While in university, she served as vice president of the Association of Greenlanders Studying in Denmark. She served on the board of directors for the Avalak organization.

==Career==
Olsen initially worked as an intern at the now-closed Nalunaq gold mine. In 2014 she worked at Orbicon's Greenland branch. She later taught mining in the Arctic Technology Centre in Sisimiut. She currently works as the Greenlandic director for the Australian mining company Ironbark Zinc Limited.

===Q's Greenland===
Olsen's YouTube channel, Q's Greenland, covers topics such as local cuisine, landscapes, the Greenlandic Inuit language, and life as an Indigenous person in a country colonized by Denmark. Olsen additionally maintains a presence on Instagram and TikTok. She is known for her sign off "Life is amazing, Aqagu takuss' (See you tomorrow.)" She has been dubbed "Greenland's self-described 'biggest influencer by In These Times.
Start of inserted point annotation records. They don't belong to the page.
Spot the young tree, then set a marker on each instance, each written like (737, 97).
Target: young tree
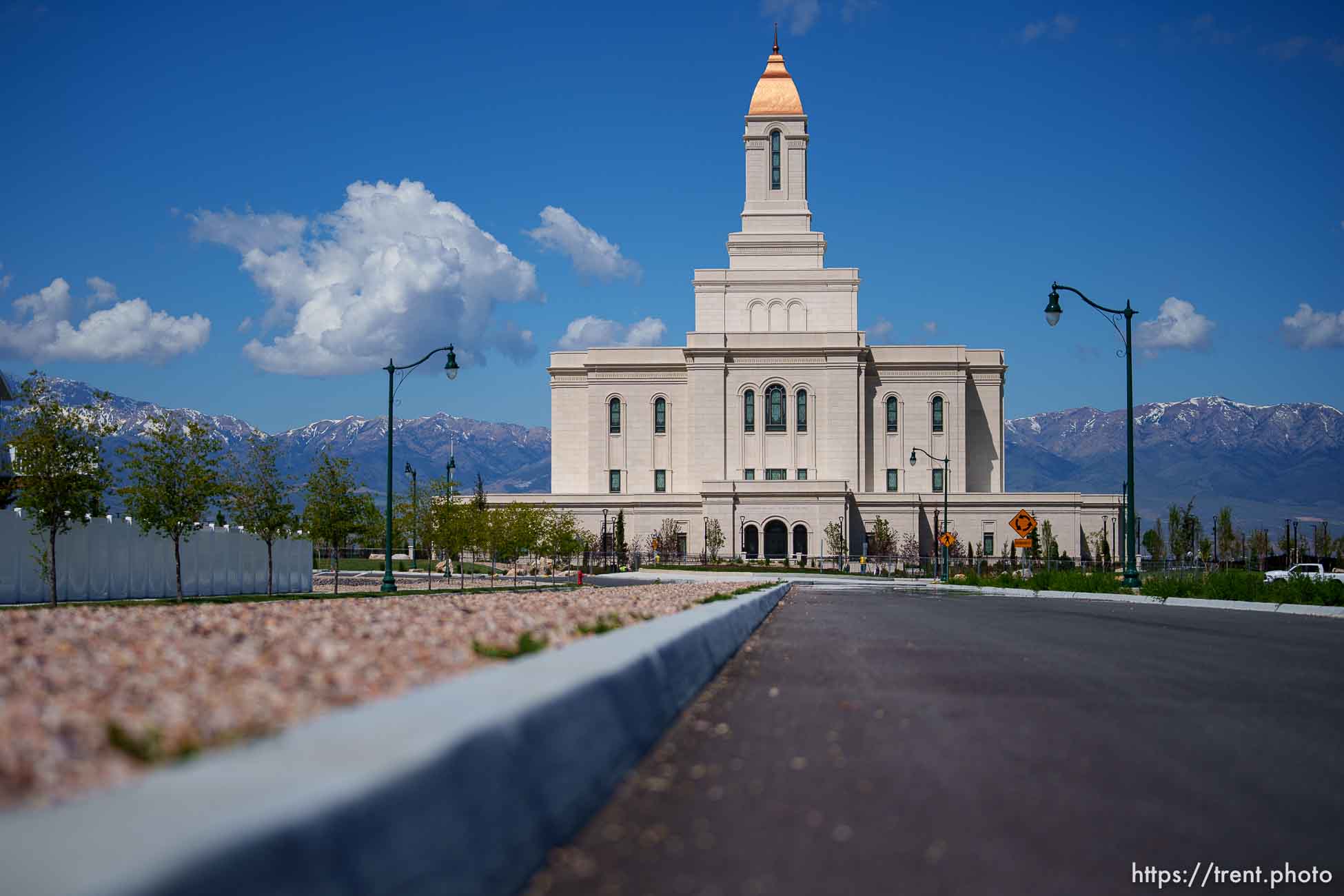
(714, 540)
(258, 498)
(334, 511)
(58, 451)
(1226, 535)
(836, 542)
(172, 478)
(881, 540)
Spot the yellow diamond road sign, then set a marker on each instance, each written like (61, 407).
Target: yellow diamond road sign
(1023, 523)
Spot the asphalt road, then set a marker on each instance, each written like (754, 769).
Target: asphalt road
(887, 742)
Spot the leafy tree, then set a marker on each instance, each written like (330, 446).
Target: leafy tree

She additionally owns the consultancy company "Q's Effect", which gives courses on social media and collaborates with companies. Olsen was invited to promote a citizen science initiative wherein fishermen were entitled to cash prizes after the submission of catch reports, and an ice company which sources its ice from the fjords surrounding Nuuk. Olsen collaborated with the Foundation for Entrepreneurship to organize the "Arsarnerit Inuusuttai – Young Northern Lights" gathering held in Ilulissat, an entrepreneurial competition between Greenlandic youth. In 2024, Olsen was among the dignitaries invited to attend the opening of direct flights between Nuuk and Iqaluit.

Olsen came under controversy after attending a conference hosted in Tel Aviv amid the Gaza war hosted by Israeli Arab influencer Nas Daily, with some social media users accusing her of supporting Israel amid the conflict. In response, she stated her opposition to all wars, noted that accommodations were paid for by Yassin rather than the Israeli state, and donations were made to Gaza during the conference. As a result of the controversy, Olsen expressed that she was about to lose contracts with Greenlandic companies.

===Politics===
In January 2025, Olsen announced she would represent the populist party Naleraq in the upcoming 2025 Greenlandic general election. Her main campaign issue is Greenlandic state formation. However, she promised to keep her YouTube channel apolitical. She was elected, receiving 202 votes under the open list proportional representation system as her party received 24.77% of the nationwide vote.

==Personal life==
Olsen is married and is the mother of four children. As of 2023, her family lives in Qinngorput, Nuuk. She speaks English, Danish, and Greenlandic. Olsen struggled with language learning in her youth, only learning English at age 23. She was raised Christian but now follows traditional Inuit practices.

Olsen supports Greenlandic independence. Olsen cited the mining industry as central to supporting the economy of an independent Greenland. She attempted to petition the Inatsisartut and Naalakkersuisut to permanently shift the Greenlandic time zone to UTC−03:00, citing the strain it put on children's health.